The history of the Antwerp Diamond CenterFilters
The 16th century brought the dawn of a Golden Age for Antwerp. The city was the commercial heart of Europe, with 40 percent of world trade passing through its ports. Rough diamonds arrived in the city via the trade routes from Venice and Lisbon, and they were cut and polished by craftsmen who had gained a widespread reputation as being the most skilled in their field. The first documented evidence of diamond cutting in Antwerp is from 1515, although it is likely that diamond cutters were at work in city before then.
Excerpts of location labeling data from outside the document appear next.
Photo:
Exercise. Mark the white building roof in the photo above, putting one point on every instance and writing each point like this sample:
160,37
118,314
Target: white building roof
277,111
However, fortunes once again shifted with changes in the European political power structure. The Eighty Years' War which broke out in 1572 following the religious revolution of the Reformation impacted hard upon Antwerp. This, however, did not prevent the establishment of the first diamond cutters guild, the Diamantsnijdernatie, in 1582.
Antwerp became the capital of the Dutch revolt, but in 1585 it was captured by Alessandro Farnese, Duke of Parma and Piacenza. Many of its Protestant diamond cutters were sent into exile, and they found their way to Amsterdam in the north. Among the Antwerp citizens who brought the diamond industry to Amsterdam were Willem Vermaet, who reached the Dutch city in 1586, and Peter Goes, who settled there in 1589.